You don't think I'm weird or immature right?
No I think it's cute we had sex on your Bob the Builder sheets
I'm in the dining hall. that same guy is here again, the one who sits alone and talks to his silverware.
I'm drinking while I write this paper. When I can't see the screen anymore I'm gonna come out
We watched a biography of Frida Kahlo in class today. It was depressing. A chick with a UNIBROW just put my sex life to shame.
tip of the day : never have sex with a full bladder. it WILL lead to complications and a very unhappy partner.
Yes, I am watching The Hills Have Thighs. And yes it is a porno remake of The Hills Have Eyes. And, again, yes, lesbian sex in the desert. Get the sand out.

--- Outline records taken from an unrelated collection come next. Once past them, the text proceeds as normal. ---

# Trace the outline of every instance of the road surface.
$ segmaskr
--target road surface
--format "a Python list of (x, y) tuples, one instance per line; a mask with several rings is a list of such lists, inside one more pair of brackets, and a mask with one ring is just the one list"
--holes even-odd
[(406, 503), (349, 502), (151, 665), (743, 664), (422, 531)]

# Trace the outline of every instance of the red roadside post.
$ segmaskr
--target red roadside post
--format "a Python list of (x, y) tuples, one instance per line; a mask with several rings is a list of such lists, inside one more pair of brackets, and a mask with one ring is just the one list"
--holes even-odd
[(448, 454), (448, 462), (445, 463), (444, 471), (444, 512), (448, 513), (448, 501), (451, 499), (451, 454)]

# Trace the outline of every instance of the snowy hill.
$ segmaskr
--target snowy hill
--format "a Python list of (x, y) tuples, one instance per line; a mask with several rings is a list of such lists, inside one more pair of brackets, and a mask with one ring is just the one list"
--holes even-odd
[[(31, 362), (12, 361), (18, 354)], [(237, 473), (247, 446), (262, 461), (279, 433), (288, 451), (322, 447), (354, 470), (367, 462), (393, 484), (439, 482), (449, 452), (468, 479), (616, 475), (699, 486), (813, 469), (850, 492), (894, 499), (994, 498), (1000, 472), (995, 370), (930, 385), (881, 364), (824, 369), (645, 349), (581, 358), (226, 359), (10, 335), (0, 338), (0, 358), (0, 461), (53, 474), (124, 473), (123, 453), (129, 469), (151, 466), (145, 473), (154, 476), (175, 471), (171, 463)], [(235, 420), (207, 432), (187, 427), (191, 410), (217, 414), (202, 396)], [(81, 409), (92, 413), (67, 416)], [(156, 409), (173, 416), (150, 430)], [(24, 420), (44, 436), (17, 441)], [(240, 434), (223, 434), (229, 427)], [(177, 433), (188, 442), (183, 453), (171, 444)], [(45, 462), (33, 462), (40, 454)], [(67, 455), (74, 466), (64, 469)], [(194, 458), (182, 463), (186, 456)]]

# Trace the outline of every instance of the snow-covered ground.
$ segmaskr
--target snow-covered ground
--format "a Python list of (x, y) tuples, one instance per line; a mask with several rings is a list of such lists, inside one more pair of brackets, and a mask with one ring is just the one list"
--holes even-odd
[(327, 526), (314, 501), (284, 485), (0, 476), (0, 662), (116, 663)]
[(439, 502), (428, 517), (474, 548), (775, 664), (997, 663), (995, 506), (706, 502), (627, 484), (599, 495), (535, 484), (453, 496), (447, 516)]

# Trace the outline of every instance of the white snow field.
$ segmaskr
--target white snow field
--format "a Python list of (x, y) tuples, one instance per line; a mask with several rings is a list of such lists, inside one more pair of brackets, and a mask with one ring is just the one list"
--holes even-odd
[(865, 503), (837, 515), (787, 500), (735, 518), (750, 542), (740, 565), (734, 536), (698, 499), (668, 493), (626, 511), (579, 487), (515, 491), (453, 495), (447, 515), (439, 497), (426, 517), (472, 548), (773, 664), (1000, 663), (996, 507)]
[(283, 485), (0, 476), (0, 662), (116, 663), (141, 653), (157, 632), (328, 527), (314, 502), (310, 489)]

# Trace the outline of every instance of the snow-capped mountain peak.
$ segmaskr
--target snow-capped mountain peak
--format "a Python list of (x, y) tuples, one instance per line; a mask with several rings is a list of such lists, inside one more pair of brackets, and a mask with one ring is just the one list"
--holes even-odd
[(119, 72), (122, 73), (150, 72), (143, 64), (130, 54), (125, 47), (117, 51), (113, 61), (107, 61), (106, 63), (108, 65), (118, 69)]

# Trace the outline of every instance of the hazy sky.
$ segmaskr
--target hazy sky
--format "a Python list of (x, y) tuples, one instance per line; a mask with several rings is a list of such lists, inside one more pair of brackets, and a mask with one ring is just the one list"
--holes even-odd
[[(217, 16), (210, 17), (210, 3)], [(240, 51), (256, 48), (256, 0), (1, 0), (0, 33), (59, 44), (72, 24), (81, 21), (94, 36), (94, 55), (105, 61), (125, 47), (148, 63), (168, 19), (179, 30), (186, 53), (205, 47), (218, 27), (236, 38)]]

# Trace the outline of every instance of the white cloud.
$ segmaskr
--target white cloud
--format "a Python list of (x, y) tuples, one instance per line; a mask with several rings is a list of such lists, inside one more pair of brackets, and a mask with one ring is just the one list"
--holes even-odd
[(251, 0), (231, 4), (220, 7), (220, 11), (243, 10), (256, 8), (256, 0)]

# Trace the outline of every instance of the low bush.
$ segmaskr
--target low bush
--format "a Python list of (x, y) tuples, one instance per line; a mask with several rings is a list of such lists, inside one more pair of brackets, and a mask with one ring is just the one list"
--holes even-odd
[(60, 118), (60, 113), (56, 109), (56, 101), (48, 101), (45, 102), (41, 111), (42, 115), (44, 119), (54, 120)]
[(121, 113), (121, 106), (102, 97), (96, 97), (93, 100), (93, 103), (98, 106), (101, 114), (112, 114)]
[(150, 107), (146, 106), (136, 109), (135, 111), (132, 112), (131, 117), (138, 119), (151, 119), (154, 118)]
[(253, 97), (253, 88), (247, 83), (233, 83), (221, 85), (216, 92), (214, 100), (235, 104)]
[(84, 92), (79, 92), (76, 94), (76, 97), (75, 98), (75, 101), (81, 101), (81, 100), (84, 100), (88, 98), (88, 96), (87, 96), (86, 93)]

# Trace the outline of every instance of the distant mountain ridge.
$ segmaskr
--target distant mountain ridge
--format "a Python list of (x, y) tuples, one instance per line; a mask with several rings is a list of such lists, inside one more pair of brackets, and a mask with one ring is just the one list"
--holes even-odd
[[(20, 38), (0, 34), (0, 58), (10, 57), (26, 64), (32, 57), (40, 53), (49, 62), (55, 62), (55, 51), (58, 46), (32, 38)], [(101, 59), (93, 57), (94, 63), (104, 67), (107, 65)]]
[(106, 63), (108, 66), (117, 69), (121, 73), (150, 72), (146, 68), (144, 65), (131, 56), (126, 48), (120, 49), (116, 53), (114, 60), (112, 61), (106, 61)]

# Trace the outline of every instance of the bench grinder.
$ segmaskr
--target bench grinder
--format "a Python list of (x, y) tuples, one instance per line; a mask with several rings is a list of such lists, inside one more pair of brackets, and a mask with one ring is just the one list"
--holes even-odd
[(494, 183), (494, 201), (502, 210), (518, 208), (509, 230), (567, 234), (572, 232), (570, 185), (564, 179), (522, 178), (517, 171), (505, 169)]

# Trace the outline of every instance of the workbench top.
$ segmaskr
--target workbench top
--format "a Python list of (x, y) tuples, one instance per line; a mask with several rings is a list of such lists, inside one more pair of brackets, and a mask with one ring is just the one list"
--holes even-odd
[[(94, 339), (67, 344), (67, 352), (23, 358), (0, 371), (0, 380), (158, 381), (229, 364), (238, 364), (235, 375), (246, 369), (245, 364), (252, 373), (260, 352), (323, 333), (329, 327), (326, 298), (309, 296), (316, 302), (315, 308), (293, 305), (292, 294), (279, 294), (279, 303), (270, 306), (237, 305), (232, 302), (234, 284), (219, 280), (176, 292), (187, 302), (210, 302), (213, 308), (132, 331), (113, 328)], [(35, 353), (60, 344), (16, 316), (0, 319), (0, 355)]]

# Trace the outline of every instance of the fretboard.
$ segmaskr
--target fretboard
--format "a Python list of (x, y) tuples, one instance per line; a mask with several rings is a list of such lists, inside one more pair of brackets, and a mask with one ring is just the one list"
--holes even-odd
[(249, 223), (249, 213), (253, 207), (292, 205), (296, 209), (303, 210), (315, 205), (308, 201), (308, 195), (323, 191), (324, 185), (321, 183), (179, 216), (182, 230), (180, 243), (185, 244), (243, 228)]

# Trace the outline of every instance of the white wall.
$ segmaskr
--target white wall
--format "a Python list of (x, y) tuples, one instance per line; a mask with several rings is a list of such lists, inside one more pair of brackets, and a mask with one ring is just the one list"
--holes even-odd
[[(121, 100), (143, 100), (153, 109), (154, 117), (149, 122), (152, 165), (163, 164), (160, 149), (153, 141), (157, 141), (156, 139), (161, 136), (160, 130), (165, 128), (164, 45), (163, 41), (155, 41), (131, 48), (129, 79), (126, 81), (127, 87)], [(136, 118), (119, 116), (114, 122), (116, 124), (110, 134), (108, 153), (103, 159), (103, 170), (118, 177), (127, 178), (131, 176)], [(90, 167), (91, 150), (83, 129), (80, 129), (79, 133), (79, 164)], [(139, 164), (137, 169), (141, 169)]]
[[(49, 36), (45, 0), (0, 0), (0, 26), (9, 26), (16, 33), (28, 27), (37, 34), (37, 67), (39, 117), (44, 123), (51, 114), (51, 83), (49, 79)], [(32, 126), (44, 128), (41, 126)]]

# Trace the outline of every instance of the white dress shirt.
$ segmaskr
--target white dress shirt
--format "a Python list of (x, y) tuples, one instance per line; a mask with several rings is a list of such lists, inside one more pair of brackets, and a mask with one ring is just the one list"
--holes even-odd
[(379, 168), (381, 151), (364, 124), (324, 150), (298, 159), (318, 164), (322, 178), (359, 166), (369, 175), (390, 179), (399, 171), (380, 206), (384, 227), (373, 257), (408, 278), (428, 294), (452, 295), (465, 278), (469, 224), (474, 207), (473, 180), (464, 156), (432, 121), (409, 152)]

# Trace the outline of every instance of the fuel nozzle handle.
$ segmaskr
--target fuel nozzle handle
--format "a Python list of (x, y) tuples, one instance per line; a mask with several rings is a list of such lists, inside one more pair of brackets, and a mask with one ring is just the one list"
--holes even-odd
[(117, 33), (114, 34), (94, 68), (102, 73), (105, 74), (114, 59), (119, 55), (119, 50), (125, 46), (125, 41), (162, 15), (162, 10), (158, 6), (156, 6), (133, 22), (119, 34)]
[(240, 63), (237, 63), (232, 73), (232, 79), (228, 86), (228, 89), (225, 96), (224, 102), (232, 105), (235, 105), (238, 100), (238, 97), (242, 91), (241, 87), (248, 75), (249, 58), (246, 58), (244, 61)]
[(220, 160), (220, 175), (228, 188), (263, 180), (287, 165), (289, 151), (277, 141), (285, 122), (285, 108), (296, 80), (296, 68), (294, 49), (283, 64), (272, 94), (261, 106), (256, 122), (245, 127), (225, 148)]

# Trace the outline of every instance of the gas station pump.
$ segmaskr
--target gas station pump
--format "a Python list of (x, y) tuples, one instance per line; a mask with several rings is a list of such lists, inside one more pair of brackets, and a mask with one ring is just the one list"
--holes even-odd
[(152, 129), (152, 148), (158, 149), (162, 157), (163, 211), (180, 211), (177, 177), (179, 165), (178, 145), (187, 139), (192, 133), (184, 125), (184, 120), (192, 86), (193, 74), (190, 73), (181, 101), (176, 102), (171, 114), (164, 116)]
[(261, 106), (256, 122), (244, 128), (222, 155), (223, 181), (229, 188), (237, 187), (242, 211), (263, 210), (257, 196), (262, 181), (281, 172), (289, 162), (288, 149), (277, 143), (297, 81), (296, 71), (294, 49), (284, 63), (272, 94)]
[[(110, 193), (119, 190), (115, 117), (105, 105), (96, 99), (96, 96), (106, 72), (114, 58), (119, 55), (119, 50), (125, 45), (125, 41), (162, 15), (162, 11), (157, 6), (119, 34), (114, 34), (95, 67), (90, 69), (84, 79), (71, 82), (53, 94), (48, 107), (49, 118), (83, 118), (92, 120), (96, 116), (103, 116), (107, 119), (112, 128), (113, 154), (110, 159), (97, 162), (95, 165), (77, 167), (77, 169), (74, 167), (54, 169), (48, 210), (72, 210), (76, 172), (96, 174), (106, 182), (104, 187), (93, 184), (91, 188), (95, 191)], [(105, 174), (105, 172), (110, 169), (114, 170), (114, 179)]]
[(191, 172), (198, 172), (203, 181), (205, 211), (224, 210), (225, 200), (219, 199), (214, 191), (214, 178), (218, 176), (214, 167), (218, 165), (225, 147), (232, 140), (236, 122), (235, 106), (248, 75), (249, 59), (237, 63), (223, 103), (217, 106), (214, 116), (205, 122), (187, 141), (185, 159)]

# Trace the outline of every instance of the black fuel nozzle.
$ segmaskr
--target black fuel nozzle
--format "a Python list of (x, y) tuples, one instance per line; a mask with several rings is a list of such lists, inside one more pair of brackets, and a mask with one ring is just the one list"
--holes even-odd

I don't remember how we paid for the cab. I do however remember giving him my heels 2 help with the bill.
I just told my sister I love her. I'm in no condition to drive.
Nothing like a 3am firealarm to kick a booty call out...
It's like all my brain cells are screaming at me.
I'm dying.
I can't live in this building much longer. People are starting to figure out that it's me making the weird sex noises.
Can't tonight. I'm supposed to get drugs for some college kids. Just doin my part in helping to enlight america's future
I have no idea what that means but I'm googling things just so I can watch my thumbs move
And the night ended with some random dude pissing on a car in a vain attempt to find a proper bathroom. We, the drunk, salute you, sir!
I had sex with a boy who lives in a closet, that's like having sex with Harry Potter, right?